Federated Feature Extractor Training via Local Clustering
Find Innovative SolutionsGenerate Solutions
Solution Overview
Problem
Current federated learning methods face challenges in training feature extractors using unlabelled data, as they require sharing raw data with servers, which raises privacy concerns and are inefficient in handling heterogeneous datasets.
Innovation Solution
A self-supervised learning approach where user devices perform local data processing using neural networks, clustering representations to generate local centroids, and updating parameters based on global centroids and feature extractors, minimizing cross-entropy between sample and augmentation assignments, while maintaining privacy through local data processing and K-anonymous clustering.

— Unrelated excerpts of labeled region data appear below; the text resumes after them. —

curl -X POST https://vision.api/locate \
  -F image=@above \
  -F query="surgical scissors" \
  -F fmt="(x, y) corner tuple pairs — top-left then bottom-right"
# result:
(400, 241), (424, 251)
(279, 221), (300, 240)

Engineering Contradictions & Design Principles
Engineering Contradiction Analysis
1Reliability
If raw data is shared with servers for training, then training effectiveness is improved, but privacy security deteriorates
Solution Approach 1:
The system segments the training process into local and server components. Local devices perform data processing and feature extraction independently, while only aggregated statistics and model parameters are shared with the server. This segmentation allows training effectiveness to be maintained through distributed computation while preserving privacy by preventing raw data exposure.
Solution Approach 2:
The patent introduces an intermediary representation layer between raw data and server processing. Local devices transform raw data into feature representations and statistical aggregates, which serve as intermediaries for server-based training. This intermediary layer enables effective training while maintaining privacy, as the server receives processed information rather than raw data.
2Productivity
If centralized training is used, then training efficiency is improved, but adaptability to heterogeneous data deteriorates
Solution Approach 1:
The system implements local quality by allowing each device to perform data processing and feature extraction according to its specific characteristics and data distribution. Each device maintains its own local model parameters and processing logic, enabling adaptation to heterogeneous data while contributing to the overall training efficiency through distributed computation.
Solution Approach 2:
The patent introduces dynamic model parameter updates where local devices continuously refine their models based on local data characteristics and receive aggregated feedback from the server. This dynamic adjustment mechanism enables the system to adapt to heterogeneous data distributions while maintaining high training efficiency through coordinated distributed learning.
3Object-affected harmful factors
If local data processing is performed, then privacy is preserved, but computational complexity increases
Solution Approach 1:
The system extracts computationally intensive operations from the server and places them at local devices. Feature extraction, data transformation, and local model training are performed locally, while only lightweight aggregation and parameter updates occur at the server. This extraction reduces server complexity while maintaining privacy through local processing.
Solution Approach 2:
Local devices perform self-service by independently processing their own data and maintaining their own model parameters. Each device autonomously performs feature extraction and local training operations, reducing the computational burden on centralized servers while preserving privacy. The system leverages the computational resources of distributed devices for self-contained processing.
Data Source
AI summary
An apparatus, method and computer program is described comprising: obtaining local data comprising one or more samples at a user device; computing representations of at least some of said samples by passing said one or more samples through a local feature extractor; clustering the computed representations to generate local centroids; providing generated local centroids and parameters of the local feature extractor to a server; receiving global centroids and global feature extractor parameters from said server; updating the parameters of the local feature extractor based on the received global feature extractor parameters; assigning selected samples of one or more samples and one or more augmentations of said selected samples to global clusters; and further updating the updated parameters of the local feature extractor using machine learning principles, thereby generating a trained local feature extractor.